2019 NFL Draft Profile: Nevada EDGE Malik Reed
After successfully switching positions for the Wolf Pack, how do NFL teams see the versatile Reed fitting in at the next level?
Edge rusher, linebacker, or both? What can Reed do in the pros?
Few players in recent Mountain West football history have had a career quite like Malik Reed. After spending the majority of his Wolf Pack tenure as a defensive end, he spent 2018 as a linebacker in Jeff Casteel’s 3-3-5 defense and helped Nevada reach eight wins for the first time since 2010.
That willingness to adapt is certain to catch the eye of many NFL teams when the draft begins on Thursday, but what exactly does he bring to the table?
Measurables (from DraftScout.com)
Height – 6′ 1″
Weight – 234
Wingspan – 76″
Arm Length – 31 1/4″
Hand Size – 9 3/8″
40-Yard Dash – 4.85
Vertical Jump – 32 1/2″
Broad Jump – 119″
3-Cone Drill – 6.89 seconds
20-Yard Shuttle – 4.35 seconds
Bench Press – 19 reps
Would it be too on the nose to say that Reed’s strength is a strength? The Athletic’s Bruce Feldman did put him on the shortlist of Freaks prior to the 2018 season, and how that functions in real time pops up everywhere in various scouting reports. Lance Zierlein of NFL.com points to an effective “two-hand swipe to attack [a] tackle’s punch”, while the various scouting reports from The Draft Network point to “suddenness” and “explosiveness” that, at least from Joe Marino’s perspective, may be able to “translate to effective use in sub package.
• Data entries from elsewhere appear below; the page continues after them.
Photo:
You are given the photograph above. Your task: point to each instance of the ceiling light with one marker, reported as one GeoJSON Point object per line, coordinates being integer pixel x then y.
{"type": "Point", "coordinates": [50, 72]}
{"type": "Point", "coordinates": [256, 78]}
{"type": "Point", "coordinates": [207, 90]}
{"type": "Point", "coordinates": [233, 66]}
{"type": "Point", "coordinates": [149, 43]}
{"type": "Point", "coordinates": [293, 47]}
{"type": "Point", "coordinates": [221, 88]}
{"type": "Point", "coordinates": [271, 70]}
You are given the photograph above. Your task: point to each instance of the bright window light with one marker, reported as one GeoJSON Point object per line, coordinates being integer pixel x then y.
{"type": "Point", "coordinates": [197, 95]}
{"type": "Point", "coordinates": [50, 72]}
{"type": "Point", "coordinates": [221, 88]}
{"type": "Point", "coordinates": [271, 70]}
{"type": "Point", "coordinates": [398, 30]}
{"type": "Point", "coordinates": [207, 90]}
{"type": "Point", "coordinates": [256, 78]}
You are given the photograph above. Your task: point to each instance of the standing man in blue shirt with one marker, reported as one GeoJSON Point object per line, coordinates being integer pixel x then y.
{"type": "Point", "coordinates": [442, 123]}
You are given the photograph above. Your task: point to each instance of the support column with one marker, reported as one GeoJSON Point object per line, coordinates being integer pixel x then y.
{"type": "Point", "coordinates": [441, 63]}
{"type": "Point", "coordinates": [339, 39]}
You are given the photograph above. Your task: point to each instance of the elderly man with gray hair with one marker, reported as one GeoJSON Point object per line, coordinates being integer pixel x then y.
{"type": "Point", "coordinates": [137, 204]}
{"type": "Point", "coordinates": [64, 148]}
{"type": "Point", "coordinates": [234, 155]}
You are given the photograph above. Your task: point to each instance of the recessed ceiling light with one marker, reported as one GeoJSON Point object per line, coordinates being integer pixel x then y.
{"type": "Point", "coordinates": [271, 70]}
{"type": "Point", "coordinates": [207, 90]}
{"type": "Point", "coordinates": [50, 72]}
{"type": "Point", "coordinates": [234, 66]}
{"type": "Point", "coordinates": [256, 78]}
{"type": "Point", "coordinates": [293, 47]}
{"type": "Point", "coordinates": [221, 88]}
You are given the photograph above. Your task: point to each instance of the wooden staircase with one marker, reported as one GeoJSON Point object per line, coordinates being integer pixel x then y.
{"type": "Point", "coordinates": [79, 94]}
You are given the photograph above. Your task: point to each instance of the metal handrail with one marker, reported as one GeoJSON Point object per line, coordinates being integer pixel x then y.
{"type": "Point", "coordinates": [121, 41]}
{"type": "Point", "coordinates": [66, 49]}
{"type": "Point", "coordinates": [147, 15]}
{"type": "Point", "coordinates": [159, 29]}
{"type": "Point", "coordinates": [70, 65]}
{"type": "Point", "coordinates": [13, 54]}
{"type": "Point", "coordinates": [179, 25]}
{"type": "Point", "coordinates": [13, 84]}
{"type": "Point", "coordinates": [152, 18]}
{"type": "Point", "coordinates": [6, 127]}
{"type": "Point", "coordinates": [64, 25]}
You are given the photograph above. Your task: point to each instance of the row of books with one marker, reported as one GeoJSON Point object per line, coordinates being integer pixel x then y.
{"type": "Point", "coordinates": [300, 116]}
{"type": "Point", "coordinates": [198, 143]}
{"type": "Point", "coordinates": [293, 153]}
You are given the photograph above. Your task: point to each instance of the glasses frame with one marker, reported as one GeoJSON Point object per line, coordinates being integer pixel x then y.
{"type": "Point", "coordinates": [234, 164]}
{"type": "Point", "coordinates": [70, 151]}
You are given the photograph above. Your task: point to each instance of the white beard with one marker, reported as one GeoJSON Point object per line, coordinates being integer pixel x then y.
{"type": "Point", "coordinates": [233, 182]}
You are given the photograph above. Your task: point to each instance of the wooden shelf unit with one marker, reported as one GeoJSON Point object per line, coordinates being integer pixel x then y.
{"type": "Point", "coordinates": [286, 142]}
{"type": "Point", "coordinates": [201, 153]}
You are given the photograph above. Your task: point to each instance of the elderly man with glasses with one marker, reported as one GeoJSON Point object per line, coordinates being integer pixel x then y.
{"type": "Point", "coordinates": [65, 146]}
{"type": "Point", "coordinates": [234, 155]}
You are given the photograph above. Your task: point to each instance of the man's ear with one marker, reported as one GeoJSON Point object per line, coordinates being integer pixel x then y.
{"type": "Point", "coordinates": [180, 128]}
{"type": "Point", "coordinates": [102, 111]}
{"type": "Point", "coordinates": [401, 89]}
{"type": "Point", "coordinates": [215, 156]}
Perhaps the biggest knock against Reed is that his size may limit how effective he could be as an NFL edge rusher. The question is whether Reed is more of a tweener and it’s significant enough that, even while touting Reed as a sleeper back in March, Benjamin Solak of The Draft Network wrote that his 6-1, sub-240 frame was simply not big enough.
There also seems to be a consensus that Reed will need time to develop as a linebacker after spending just one year there in college.
In a draft class rich with defensive talent, Reed is certainly going to have to wait a little while to hear his name called, but the off-field work he puts in has already brought him a lot of attention and his time at the NFLPA Bowl this winter didn’t do anything to hurt his standing. No one seems to think the size concerns are a non-starter, either, considering his motor and intangibles, so someone will definitely take a flyer on Day Three, probably in the fifth or sixth round.